Wal-Mart More Selective Than Harvard? Doesn't That Mean That Wal-Mart Wages Are Too HIGH?
According to the NY Times:
Stanford University received a record 23,956 undergraduate applications for the fall 2007 term, accepting 2,456 students, meaning the school took 10.3% of applicants.
Harvard University received applications from 22,955 students, another record, and accepted 2,058 of them, for an acceptance rate of 8.97%.
Applications to Columbia numbered 18,081, and the college accepted 1,618 of them, for what was certainly one of the lowest acceptance rates this spring at an American university: 8.9%.
According to the Atlanta Journal-Constitution:
They came in droves — high school students, retirees, young moms, the unemployed — all for a shot at a job at a new Wal-Mart on Memorial Drive in central DeKalb County.
In just two days, and with virtually no advertising or even any signs, a staggering 7,500 people filled out applications for one of the 350 to 400 available jobs.

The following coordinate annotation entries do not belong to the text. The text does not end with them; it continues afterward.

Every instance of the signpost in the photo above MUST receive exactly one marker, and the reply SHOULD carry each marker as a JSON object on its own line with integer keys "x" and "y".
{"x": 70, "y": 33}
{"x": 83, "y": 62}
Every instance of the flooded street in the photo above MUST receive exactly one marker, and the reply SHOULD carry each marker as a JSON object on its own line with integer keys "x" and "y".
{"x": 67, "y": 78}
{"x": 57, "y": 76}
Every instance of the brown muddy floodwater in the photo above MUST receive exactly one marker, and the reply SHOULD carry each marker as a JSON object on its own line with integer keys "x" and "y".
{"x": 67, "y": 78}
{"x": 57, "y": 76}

Bottom Line: Wal-Mart accepts only about 5% of its applicants, compared to the most selective universities, which accept 9-10% of their applicants. Alternatively, Wal-Mart has about 20 applicants per available job, compared to Standford, Harvard and Columbia, which have only 10-11 applicants per available opening.
Further, the standard assumption is that Wal-Mart's wages are unreasonably low. A Google search of "Wal-Mart" and "low wages" results in 122,000 hits. But with Wal-Mart receiving 20 applications per position, you could make a stronger case that Wal-Mart's wages are actually TOO HIGH. That is, Wal-Mart could lower its wages considerably and still have too many applications.